The last principle element I want to discuss is the role or contribution of the hand. Most of the casting motion is performed by the forearm. But the hand contributes to the cast in two ways, the grip and the casting motion.
Most fly fishers have learned to cast with the “thumb on top” grip. I think this grip has several disadvantages, especially for the beginner. The structure of the wrist joint is such, that this grip allows, virtually encourages, the rod to be dropped to the horizontal plane on the backcast. To see for yourself, just hold a pencil with this grip, thumb on top. Place your forearm in the vertical position, mimicking the rod position. While keeping the forearm upright, move your hand backward and forward. You will note that the pencil reaches 11 o’clock on the forward motion, and 3 o’clock on the backward motion.
As you have just demonstrated for yourself, the “thumb on top” grip allows a poor casting arc, with the rod-tip dropping too low on the backcast. This is a problem that most beginners struggle to avoid. As previously discussed, it results in poor loading of the rod on the backcast. In addition, it allows the line to hit the ground or water behind the caster. Many flies have been lost, and rod tips broken when this happens.
Now rotate your hand 90 degrees counter-clockwise, placing the forefinger on top of the pencil. Put your forearm in the casting position, and again move your hand backward and forward. Note that the pen reaches 9 o’clock on the forward motion, and 1-2 o’clock on the backward motion. This more closely tracks a good casting arc. Thus the “finger on top” grip can assist with learning to cast with a good casting arc.
The grip also contributes to the accuracy of a cast. If you were to point to an object, would you use your thumb or your finger? I think virtually everyone would use their finger. You can test this with your pencil, gripping it first with thumb on top, then finger on top. Quickly point the pencil to several objects. I think you will find that the “finger on top” grip is more natural and more accurately points to the targets. Thus the “finger on top” grip can assist with casting accuracy. When fishing on a stream, accuracy is essential to presenting a fly to a feeding trout.
Lastly, let’s consider the hand’s contribution to the casting motion.

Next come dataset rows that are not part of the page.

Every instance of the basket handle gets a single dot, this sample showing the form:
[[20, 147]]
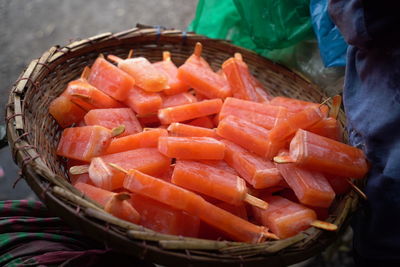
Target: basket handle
[[3, 136]]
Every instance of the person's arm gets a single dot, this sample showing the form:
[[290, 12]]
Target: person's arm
[[367, 23]]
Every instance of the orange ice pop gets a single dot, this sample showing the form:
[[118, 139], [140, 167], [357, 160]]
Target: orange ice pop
[[114, 203], [110, 79], [198, 74], [284, 217], [179, 198], [169, 69], [114, 117], [143, 102], [296, 105], [87, 96], [147, 138], [65, 112], [262, 114], [328, 127], [189, 111], [191, 147], [245, 134], [285, 129], [180, 129], [239, 78], [147, 160], [205, 122], [212, 182], [177, 100], [146, 75], [311, 188], [323, 154], [219, 164], [84, 143], [163, 218], [257, 171]]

It may again be helpful to use an analogy, this time the throwing of a baseball. If you pretend to throw a ball, I think you will discover that the throwing motion begins with the forearm, and ends with a rapid, forceful motion of the hand. This final thrust of the hand adds a great deal to the overall force and speed of the throw. In addition, it lets the fine-motor muscles of the hand guide the final direction of the throw.

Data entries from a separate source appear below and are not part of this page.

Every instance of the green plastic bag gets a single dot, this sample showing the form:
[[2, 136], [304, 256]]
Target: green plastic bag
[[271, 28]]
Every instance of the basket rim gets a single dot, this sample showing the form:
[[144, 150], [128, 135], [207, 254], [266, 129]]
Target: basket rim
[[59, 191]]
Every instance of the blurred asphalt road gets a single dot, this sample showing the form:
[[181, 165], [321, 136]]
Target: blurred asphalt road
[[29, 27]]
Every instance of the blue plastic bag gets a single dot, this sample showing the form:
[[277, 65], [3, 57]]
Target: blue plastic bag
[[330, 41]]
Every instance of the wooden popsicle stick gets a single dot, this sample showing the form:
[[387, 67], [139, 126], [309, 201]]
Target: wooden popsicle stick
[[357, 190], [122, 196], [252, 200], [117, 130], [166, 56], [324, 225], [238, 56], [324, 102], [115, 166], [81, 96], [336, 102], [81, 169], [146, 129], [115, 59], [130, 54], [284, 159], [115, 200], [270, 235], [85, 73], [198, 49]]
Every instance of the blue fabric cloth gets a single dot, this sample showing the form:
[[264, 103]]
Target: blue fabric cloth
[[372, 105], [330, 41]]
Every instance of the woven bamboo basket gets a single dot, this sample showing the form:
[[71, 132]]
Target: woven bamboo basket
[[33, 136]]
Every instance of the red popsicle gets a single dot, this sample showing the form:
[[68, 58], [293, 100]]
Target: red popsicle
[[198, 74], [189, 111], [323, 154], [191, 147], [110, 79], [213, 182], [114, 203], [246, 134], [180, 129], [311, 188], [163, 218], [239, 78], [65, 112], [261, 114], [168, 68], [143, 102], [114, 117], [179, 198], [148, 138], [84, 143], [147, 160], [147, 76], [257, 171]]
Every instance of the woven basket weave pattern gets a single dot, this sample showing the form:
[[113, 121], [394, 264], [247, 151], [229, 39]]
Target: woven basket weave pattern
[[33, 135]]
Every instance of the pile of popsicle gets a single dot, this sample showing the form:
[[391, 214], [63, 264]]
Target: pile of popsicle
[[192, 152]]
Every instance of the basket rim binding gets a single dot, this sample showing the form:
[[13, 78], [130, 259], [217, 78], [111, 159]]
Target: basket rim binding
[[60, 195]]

A maximally effective casting motion similarly begins with a slower motion of the forearm, and finishes with a fast motion of the hand, for both the forward cast and backcast. In fact, when casting short to medium distances, little more than a forceful thrust of the hand is needed, provided that the other essential elements of the cast, rhythm and arc, are utilized properly as well.
Below is a link to our video of the overhead cast. As you watch it, note the quick, short casting arc, the stop-point, and the pause. The result is a nearly horizontal, untangled fly line.
So if winter is giving you “cabin fever”, you too may want to ponder and practice your fly casting. Yes, don’t forget practice, so that when spring finally arrives, you’re ready to hit the water with a good cast.